Previously, there were also opinions suggesting that NVIDIA faces pressure from AMD and technology giants developing their own chips. Why don't many companies consider using AMD's GPUs? Industry insiders say there are several reasons, such as using AMD's GPUs potentially requiring more time to operate, which would affect the speed of product development and, consequently, the speed of market launch.
Curtis told the reporter that the purchase of GPUs is due to the need to train models, and the training platform is crucial. NVIDIA's CUDA (Compute Unified Device Architecture) has a wide moat, and the CUDA ecosystem allows developers to more efficiently utilize NVIDIA GPU's parallel computing capabilities to accelerate computational tasks.

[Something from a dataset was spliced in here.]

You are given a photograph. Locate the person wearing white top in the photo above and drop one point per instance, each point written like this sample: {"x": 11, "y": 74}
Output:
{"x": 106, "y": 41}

Additionally, one of the reasons AMD cannot keep up with NVIDIA is that the CoWos production capacity of chip foundry TSMC is almost entirely absorbed by NVIDIA. Even though AMD's MI250 might be a viable alternative, it is not very available at present.
Opportunities in the downstream AI application end are看好ed.
Wall Street institutions generally believe that factors such as a more stable inflation and interest rate environment and reasonable valuations will drive strong AI-themed performance after 2024.
More use cases will emerge on the application end, similar to how the 5G theme spreads from upstream base stations to downstream mobile phone applications. There will also be more technology companies using generative AI technology to enhance the value of their products or services. During the transformation process, more companies with lower market capitalizations will benefit, especially in the software and internet services industries.
The "AI bubble" is not global, especially on the application end, where the future profitability of some companies may still be underestimated by the market. Goldman Sachs believes that the timing of AI application construction and monetization remains uncertain in the short term, and it is not possible to fully shift towards these stocks.
However, this divergence also provides opportunities for primary market investors, with many AI application companies likely to go public or be acquired in the future. Curtis believes that application companies such as Canva, Adobe, and Gitlab all have significant monetization potential in the future, and they have not yet gone public.For example, Canva is currently valued at $26 billion, evolving from a small Australian husband-and-wife startup to a global platform and becoming one of the world's most valuable startups. Canva integrated AI tools as early as 2017, committed to simplifying the design process and enhancing user experience through AI technology. The company has reached 190 million monthly active users and employs over 4,500 people, having strengthened its competitiveness in the AI and design tool fields through acquisitions of AI startup Leonardo.Ai and Photoshop competitor Affinity. Curtis believes that Canva is highly likely to go public in the future.
Adobe's AI strategy is also gradually deepening. Within Creative Cloud, Adobe trains the Firefly series of creative generation AI models with proprietary datasets, offering AI features in flagship products such as Photoshop, Illustrator, Lightroom, and Premiere. In the field of AI design, Canva continues to catch up with Adobe's pace in AI painting and design, with domestic companies like Meitu leading the way, and startups such as MasterGo and Bosi Yun Chuang continuously emerging.
Curtis believes that as AI technology continues to develop towards the downstream "application" field, although it will still take some time, it will help tech companies gain market confidence and no longer overly worry about issues like "too much spending, too little return."